Quell´uno si chiama appunto Francesco Rutelli. Che ha anche messo apertamente in discussione il ruolo formale di Parisi nel futuro assetto della federazione. E´ successo al momento di stendere il documento finale, nella riunione di lunedì con Prodi, quando si è trattato di mettere a fuoco i contorni dell´organismo dirigente. Il Professore chiede: va bene il “format” qui presente come timone, anche se provvisorio, della federazione? Al tavolo siedono Fassino e D´Alema, Amato, Rutelli e Parisi, Boselli e Villetti. Il no arriva da Rutelli. «Il vertice – spiega senza tante perifrasi – deve essere composto dai segretari dei partiti. Poi tu, Romano, puoi anche invitare chi meglio credi ma le decisioni sono dei leader di partito». Per poi, quasi sottovoce aggiungere «del resto come si vede io qua sono solo». Come a dire, a rappresentare la Margherita in riunione c´è solo il presidente. E Parisi, il presidente dell´assemblea federale dello stesso partito? Per Rutelli, evidentemente, esprime la minoranza e dunque non avrebbe titolo a sedere al tavolo dei leader della federazione. Se no, bisognerebbe aprire le porte anche alle minoranze degli altri partiti, a cominciare dal correntone della Quercia. Una bordata pesante. Gelo. Imbarazzo generale. Parisi non replica. Si sente invece chiamato in causa Giuliano Amato, anche se non è lui l´obiettivo del siluro, che si giustifica: «Sono vicepresidente del Pse, vicepresidente della Convenzione Ue, rappresento Sdi e anche Ds. Ma se volete, posso anche andar via… «. Interviene Prodi, rassicurante: «Giuliano, ma tu hai preparato il nostro programma». Ma il problema non è appunto il dottor Sottile ma la guerra aperta dentro la Margherita. Con Parisi che non si riconosce affatto in quella etichetta “minoranza”, «nei vertici rappresento in pieno le decisioni assunte dagli organismi dirigenti del mio partito, anche quando non le ho condivise». Metti quel documento approvato a Rocca di Papa sulle elezioni regionali, e che Rutelli ha sbandierato per stoppare le liste unitarie.
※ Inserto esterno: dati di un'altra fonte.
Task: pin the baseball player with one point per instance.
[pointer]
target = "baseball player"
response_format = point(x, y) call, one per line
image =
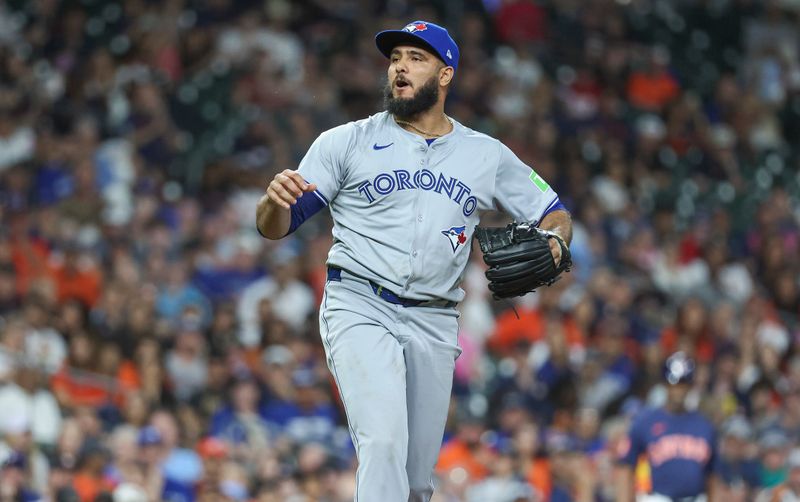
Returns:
point(405, 188)
point(678, 445)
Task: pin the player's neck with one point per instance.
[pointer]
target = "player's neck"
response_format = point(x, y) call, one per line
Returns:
point(432, 123)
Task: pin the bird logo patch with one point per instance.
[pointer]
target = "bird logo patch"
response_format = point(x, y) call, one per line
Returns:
point(411, 28)
point(456, 235)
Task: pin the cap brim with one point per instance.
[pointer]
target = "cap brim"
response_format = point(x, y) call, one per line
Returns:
point(389, 39)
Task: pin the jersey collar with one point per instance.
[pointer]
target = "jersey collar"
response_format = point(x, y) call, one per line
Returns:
point(419, 139)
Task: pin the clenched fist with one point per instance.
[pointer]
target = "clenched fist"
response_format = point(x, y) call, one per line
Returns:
point(286, 187)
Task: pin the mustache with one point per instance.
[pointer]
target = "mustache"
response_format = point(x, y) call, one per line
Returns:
point(402, 79)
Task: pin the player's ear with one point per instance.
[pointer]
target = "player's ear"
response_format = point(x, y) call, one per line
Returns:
point(445, 75)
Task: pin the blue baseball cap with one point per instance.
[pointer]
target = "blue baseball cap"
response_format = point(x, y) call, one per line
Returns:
point(430, 36)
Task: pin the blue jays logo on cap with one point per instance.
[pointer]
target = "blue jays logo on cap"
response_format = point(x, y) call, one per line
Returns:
point(456, 235)
point(411, 28)
point(430, 36)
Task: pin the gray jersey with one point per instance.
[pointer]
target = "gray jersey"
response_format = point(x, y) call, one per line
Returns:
point(404, 212)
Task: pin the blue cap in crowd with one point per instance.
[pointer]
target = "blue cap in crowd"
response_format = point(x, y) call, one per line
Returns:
point(679, 368)
point(431, 37)
point(149, 436)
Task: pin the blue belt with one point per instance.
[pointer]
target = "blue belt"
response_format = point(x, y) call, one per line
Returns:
point(335, 274)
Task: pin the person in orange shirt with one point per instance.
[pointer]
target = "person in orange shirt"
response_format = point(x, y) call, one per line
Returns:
point(89, 481)
point(465, 450)
point(76, 276)
point(654, 87)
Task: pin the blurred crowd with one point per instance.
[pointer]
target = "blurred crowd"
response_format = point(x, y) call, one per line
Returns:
point(154, 347)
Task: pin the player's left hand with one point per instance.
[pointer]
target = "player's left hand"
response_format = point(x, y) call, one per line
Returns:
point(555, 250)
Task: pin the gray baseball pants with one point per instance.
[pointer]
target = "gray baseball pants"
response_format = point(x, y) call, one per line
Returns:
point(394, 369)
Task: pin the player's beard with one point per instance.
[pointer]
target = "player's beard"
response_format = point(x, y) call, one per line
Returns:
point(408, 108)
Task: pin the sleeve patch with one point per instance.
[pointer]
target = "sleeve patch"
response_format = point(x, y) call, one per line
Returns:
point(538, 181)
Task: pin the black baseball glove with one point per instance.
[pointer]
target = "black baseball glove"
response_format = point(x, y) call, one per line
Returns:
point(519, 258)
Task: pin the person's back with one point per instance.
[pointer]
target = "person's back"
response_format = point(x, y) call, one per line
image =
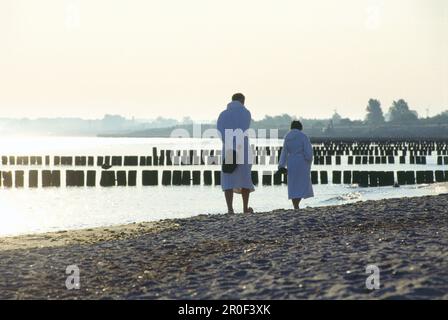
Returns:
point(297, 155)
point(233, 124)
point(297, 143)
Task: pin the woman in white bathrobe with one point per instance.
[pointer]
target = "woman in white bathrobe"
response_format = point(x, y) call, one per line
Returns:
point(237, 118)
point(297, 156)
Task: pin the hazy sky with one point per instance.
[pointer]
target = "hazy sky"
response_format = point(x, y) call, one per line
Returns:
point(178, 58)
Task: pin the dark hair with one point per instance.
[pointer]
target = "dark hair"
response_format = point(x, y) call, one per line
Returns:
point(296, 124)
point(239, 97)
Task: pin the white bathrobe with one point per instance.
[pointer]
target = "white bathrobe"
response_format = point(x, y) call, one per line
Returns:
point(236, 116)
point(297, 155)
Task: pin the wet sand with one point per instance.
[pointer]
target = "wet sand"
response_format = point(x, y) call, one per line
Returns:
point(318, 253)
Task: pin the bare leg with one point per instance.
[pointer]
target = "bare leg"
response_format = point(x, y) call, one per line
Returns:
point(296, 203)
point(245, 194)
point(229, 200)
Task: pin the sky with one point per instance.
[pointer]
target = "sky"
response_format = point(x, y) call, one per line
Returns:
point(176, 58)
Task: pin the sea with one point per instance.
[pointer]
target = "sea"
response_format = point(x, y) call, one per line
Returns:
point(31, 211)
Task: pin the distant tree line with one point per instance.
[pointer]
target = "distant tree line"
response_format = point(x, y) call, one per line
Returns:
point(398, 114)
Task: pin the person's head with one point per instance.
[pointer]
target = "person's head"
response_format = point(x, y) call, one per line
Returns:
point(296, 124)
point(239, 97)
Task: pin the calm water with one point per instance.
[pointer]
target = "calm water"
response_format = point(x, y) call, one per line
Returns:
point(40, 210)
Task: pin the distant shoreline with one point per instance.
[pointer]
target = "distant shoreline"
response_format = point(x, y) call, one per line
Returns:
point(318, 253)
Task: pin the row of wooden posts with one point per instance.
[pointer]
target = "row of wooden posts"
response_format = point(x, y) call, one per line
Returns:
point(110, 178)
point(193, 158)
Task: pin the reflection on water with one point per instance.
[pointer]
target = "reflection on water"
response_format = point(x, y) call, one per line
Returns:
point(41, 210)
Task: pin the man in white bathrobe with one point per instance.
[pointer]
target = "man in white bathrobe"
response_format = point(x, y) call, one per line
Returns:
point(233, 125)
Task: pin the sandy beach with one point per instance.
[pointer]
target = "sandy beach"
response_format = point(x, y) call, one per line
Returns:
point(318, 253)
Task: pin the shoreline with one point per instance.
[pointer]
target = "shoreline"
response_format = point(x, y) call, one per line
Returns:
point(318, 253)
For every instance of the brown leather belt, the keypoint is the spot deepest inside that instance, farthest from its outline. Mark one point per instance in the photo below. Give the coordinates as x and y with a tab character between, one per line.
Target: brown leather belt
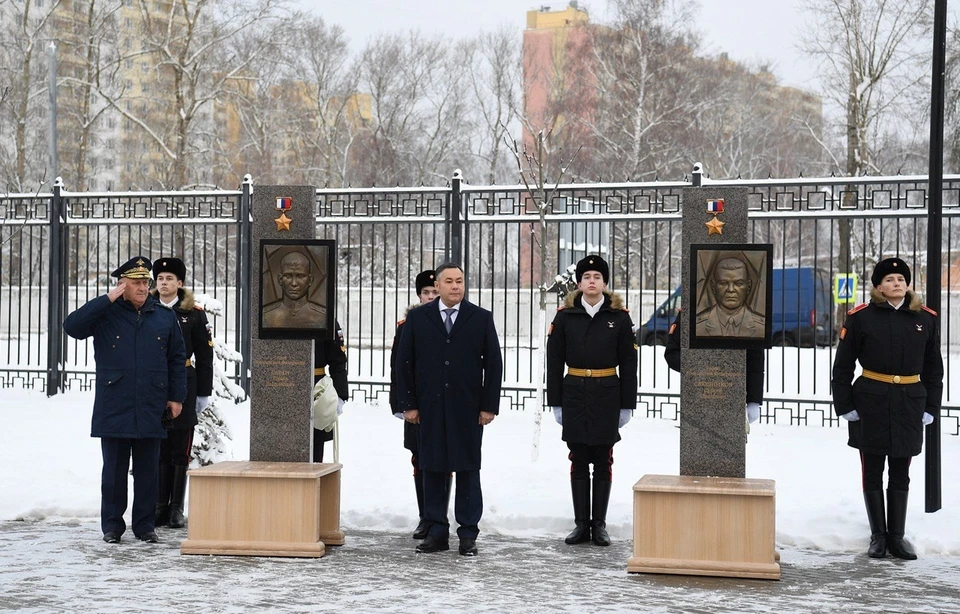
592	372
891	379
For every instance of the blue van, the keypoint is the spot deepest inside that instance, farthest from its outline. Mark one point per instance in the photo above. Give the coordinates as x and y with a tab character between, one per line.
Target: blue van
801	310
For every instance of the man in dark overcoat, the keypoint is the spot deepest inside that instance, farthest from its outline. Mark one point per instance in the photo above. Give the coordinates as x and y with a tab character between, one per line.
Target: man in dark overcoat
175	450
449	371
896	340
426	293
140	360
330	358
592	337
755	367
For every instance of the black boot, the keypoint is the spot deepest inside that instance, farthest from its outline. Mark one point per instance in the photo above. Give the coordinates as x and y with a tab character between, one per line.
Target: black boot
177	494
601	497
878	523
165	476
422	528
581	511
896	520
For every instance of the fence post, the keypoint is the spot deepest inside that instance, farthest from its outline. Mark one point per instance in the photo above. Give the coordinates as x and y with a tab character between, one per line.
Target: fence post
54	293
244	279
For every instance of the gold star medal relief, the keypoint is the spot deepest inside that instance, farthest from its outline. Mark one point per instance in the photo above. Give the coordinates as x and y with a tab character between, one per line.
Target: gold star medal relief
284	204
714	226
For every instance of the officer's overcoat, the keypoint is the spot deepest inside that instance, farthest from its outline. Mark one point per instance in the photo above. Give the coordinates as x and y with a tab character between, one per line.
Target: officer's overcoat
591	405
450	380
890	341
140	360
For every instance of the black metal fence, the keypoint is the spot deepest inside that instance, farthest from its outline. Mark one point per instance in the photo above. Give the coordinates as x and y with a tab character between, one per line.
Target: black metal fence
57	249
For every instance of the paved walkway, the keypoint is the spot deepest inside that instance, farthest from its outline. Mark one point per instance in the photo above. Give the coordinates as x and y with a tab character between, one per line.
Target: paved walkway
65	567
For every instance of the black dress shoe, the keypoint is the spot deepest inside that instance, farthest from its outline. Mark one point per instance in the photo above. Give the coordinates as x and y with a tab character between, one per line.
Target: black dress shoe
433	544
468	547
422	530
149	537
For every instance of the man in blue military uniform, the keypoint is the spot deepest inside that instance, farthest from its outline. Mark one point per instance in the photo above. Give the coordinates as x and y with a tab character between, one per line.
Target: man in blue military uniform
141	375
170	274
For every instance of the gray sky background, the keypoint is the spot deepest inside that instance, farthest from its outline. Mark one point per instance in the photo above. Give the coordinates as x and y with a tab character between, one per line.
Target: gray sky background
752	31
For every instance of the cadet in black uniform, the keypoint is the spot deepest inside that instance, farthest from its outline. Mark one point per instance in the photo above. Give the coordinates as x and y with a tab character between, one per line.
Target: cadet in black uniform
593	336
175	450
755	366
330	354
897	341
426	292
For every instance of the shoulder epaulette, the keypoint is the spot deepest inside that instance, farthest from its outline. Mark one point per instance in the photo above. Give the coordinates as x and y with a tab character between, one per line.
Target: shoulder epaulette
859	307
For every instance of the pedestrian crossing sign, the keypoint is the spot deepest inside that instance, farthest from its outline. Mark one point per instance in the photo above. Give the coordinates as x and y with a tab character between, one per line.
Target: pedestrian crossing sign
845	288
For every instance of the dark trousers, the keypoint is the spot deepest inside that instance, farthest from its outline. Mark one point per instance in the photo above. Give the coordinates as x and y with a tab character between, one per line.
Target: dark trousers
113	483
582	456
467	506
175	449
897	479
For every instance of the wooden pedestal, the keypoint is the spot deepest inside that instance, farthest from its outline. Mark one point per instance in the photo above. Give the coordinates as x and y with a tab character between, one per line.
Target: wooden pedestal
704	526
264	509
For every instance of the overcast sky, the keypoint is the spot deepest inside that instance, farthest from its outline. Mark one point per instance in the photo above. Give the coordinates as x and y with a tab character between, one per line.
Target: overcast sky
751	31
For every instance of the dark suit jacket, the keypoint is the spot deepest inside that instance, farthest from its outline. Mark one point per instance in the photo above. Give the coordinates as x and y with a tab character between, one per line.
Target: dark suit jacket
450	380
Si faranno dove è possibile, decideranno le segreterie regionali. Ma i prodiani si preparano a dar battaglia, ad estendere a tappeto il listone. E guardano con grande attenzione alla galassia delle liste civiche che, sabato e domenica, si raduna a Roma. Una valanga di liste dei sindaci o dei governatori, presentano un proprio simbolo a fianco del centrosinistra. Era previsto l´intervento di Prodi, ma forse il capo dell´Ulivo si limiterà ad un messaggio per non alimentare sospetti. Rutelli, e lo ha fatto capire anche al vertice dopo averlo denunciato a Polignano, teme che dietro le civiche possa prendere forma una “Lista del Professore” per scavalcare i partiti. Ma nell´incontro della verità, nonostante la “resistenza” dello Sdi che si è battuto per non svuotare le liste uliviste, nero su bianco la versione ufficiale uscita è proprio quella “riduttiva”, la lettura minimalista per cui i quattro partiti andranno insieme solo dove possibile. Un compromesso che è piaciuto a Marini, uomo di partito non pentito come lui stesso si definisce, ma non ai parisiani. Dal Lazio in giù, in tutto il Sud, i popolari non vedono liste unitarie. E nel Nord solo in Lombardia ci sarebbe qualche chances. Restano solo Toscana e Veneto.